In order to keep data consistent in cases when one dynamic table depends on another, the process refreshes all dynamic tables in an account at compatible times. The timing of less frequent refreshes coincides with the timing of more frequent refreshes. If refreshes take too long, the scheduler may skip refreshes to try to stay up to date. However, snapshot isolation is preserved.
For example, suppose that dynamic table A has a target lag of two minutes and queries dynamic table B that has a target lag of one minute. The process might determine that A should be refreshed every 96 seconds, and B every 48 seconds. As a result, the process might apply the following schedule:
Specific Point in Time |
Dynamic Tables Refreshed |
---|---|
2022-12-01 00:00:00 |
A, B |
2022-12-01 00:00:48 |
B |
2022-12-01 00:01:36 |
A, B |
2022-12-01 00:02:24 |
B |
This means that at any given time, when you query a set of dynamic tables that depend on each other, you are querying the same “snapshot” of the data across these tables.
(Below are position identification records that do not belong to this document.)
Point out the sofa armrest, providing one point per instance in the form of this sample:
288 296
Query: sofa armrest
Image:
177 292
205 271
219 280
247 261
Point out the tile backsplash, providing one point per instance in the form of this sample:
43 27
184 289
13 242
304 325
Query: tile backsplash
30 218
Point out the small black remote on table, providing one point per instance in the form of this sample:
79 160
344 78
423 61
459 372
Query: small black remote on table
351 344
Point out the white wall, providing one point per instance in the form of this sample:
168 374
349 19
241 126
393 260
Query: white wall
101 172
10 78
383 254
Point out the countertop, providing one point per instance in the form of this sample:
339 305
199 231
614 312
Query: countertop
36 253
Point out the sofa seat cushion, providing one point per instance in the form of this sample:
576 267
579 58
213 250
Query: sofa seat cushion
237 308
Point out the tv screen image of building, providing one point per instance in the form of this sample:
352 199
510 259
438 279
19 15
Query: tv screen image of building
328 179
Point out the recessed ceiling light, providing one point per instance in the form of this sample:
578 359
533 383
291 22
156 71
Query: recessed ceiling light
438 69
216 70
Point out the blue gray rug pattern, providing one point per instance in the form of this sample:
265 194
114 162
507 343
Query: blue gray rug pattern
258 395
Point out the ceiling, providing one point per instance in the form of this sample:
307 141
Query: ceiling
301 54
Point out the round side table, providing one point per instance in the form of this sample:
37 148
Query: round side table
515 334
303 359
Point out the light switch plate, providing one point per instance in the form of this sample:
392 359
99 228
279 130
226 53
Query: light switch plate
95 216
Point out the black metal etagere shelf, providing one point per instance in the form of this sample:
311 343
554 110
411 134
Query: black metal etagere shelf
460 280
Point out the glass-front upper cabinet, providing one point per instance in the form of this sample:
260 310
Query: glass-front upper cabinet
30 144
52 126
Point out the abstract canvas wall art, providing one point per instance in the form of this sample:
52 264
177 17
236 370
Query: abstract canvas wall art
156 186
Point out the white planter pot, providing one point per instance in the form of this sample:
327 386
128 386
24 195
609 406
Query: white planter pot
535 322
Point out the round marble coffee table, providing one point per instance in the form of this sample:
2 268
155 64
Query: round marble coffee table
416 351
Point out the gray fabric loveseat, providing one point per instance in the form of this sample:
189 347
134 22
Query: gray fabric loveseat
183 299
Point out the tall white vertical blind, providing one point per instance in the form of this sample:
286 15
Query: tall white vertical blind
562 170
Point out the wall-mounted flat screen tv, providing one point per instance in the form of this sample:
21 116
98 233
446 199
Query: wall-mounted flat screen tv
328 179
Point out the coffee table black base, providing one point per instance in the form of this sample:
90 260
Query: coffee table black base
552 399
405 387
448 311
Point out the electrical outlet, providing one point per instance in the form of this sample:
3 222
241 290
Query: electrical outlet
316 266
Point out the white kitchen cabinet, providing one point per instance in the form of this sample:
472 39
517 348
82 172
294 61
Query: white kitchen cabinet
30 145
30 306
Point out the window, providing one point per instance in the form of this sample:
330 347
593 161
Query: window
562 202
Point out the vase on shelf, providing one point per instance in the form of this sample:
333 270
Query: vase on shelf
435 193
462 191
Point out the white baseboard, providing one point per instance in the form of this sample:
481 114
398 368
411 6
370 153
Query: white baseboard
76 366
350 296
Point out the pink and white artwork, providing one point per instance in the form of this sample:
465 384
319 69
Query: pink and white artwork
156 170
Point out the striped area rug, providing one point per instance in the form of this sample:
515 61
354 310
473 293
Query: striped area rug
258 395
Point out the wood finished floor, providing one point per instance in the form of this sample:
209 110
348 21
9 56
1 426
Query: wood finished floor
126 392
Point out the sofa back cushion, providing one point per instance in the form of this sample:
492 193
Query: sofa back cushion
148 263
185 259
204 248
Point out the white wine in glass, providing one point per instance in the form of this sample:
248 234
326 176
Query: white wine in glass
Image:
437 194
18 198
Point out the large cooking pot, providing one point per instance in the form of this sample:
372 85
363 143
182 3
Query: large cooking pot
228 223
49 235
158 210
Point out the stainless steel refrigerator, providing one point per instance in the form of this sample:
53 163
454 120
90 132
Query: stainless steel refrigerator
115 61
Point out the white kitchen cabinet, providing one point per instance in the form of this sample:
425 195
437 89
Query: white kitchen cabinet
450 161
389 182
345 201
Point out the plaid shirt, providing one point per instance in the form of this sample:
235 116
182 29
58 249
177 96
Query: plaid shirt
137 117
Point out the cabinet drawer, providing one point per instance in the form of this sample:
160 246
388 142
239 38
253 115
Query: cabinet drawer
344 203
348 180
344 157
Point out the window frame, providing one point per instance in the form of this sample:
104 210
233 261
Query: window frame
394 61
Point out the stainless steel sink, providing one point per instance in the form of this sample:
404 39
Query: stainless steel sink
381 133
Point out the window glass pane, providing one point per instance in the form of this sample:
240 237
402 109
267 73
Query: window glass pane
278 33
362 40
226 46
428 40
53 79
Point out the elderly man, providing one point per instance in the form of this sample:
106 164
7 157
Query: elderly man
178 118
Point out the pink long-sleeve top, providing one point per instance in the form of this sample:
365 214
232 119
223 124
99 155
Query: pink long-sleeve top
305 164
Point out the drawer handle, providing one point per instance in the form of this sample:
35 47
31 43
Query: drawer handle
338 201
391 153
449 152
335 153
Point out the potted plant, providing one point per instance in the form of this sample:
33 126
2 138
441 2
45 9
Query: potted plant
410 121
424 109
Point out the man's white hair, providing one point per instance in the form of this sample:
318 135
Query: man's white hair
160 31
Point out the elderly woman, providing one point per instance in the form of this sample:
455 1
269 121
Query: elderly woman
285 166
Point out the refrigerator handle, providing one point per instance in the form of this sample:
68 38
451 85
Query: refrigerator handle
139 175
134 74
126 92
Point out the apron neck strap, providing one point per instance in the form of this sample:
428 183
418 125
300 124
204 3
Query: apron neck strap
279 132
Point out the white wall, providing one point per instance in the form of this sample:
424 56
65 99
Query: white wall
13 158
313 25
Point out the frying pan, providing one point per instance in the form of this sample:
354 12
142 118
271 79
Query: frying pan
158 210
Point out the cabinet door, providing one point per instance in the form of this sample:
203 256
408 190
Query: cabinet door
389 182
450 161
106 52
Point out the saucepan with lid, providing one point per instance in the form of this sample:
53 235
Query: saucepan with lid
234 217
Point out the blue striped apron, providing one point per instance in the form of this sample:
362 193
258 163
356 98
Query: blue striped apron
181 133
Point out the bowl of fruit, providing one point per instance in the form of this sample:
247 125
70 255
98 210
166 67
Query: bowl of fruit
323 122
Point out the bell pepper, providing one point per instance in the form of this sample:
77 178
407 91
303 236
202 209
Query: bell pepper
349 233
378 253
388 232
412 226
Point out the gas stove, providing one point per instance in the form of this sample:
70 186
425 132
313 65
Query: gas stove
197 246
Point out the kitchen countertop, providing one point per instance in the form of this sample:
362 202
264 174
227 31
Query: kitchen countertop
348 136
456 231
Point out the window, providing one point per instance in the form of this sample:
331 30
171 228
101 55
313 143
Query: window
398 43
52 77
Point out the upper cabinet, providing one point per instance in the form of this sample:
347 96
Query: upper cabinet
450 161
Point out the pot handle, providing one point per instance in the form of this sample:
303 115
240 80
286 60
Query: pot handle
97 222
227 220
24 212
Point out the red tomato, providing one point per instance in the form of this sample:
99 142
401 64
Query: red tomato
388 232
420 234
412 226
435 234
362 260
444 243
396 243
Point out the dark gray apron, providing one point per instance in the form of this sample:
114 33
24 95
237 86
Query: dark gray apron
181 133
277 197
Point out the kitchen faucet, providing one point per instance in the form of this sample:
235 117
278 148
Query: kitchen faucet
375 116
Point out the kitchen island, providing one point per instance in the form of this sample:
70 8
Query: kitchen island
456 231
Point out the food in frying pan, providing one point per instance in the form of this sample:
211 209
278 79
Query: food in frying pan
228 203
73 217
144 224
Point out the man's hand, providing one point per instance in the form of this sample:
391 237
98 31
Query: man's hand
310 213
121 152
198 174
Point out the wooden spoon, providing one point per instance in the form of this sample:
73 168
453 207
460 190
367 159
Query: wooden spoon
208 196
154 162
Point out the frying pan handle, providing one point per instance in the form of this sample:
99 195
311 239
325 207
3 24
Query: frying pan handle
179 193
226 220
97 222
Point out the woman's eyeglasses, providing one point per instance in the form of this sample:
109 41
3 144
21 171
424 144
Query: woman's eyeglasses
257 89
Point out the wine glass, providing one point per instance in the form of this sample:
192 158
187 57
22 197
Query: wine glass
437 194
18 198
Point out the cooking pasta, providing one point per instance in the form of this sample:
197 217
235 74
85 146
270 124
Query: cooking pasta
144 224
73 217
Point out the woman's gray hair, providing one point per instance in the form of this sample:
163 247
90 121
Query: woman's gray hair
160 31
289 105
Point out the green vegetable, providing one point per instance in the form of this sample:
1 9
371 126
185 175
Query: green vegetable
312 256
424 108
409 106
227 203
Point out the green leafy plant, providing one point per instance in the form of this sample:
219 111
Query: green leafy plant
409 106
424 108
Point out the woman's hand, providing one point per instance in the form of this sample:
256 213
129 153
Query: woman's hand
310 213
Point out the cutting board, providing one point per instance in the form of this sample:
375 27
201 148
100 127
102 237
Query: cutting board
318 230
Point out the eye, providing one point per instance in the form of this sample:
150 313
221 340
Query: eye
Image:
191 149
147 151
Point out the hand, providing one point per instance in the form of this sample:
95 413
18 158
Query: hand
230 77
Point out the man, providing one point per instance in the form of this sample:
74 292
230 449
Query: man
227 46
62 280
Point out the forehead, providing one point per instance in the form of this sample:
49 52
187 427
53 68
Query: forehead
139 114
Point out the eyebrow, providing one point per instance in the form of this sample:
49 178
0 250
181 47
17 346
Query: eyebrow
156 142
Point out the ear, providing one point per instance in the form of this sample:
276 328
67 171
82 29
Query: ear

Note that the target lag of a dynamic table cannot be shorter than the target lag of the dynamic tables it depends on. For example, suppose that:
Dynamic table A queries the dynamic tables B and C.
Dynamic table B has a target lag of five minutes.
Dynamic table C has a target lag of one minute.
This means that the target lag time for A must not be shorter than five minutes (that is, not shorter than the longer of the lag times for B and C).
If you set the lag for A to five minutes, the process sets up a refresh schedule with these goals:
Refresh C often enough to keep its lag below one minute.
Refresh A and B together and often enough to keep their lags below five minutes.
Ensure that the refresh for A and B coincides with a refresh of C to ensure snapshot isolation.
Important
Dynamic tables in incremental refresh mode can’t be downstream from dynamic tables with full refresh mode. This is because incremental refresh mode is incompatible with the complete row changes that occur during each refresh of an upstream full refresh table.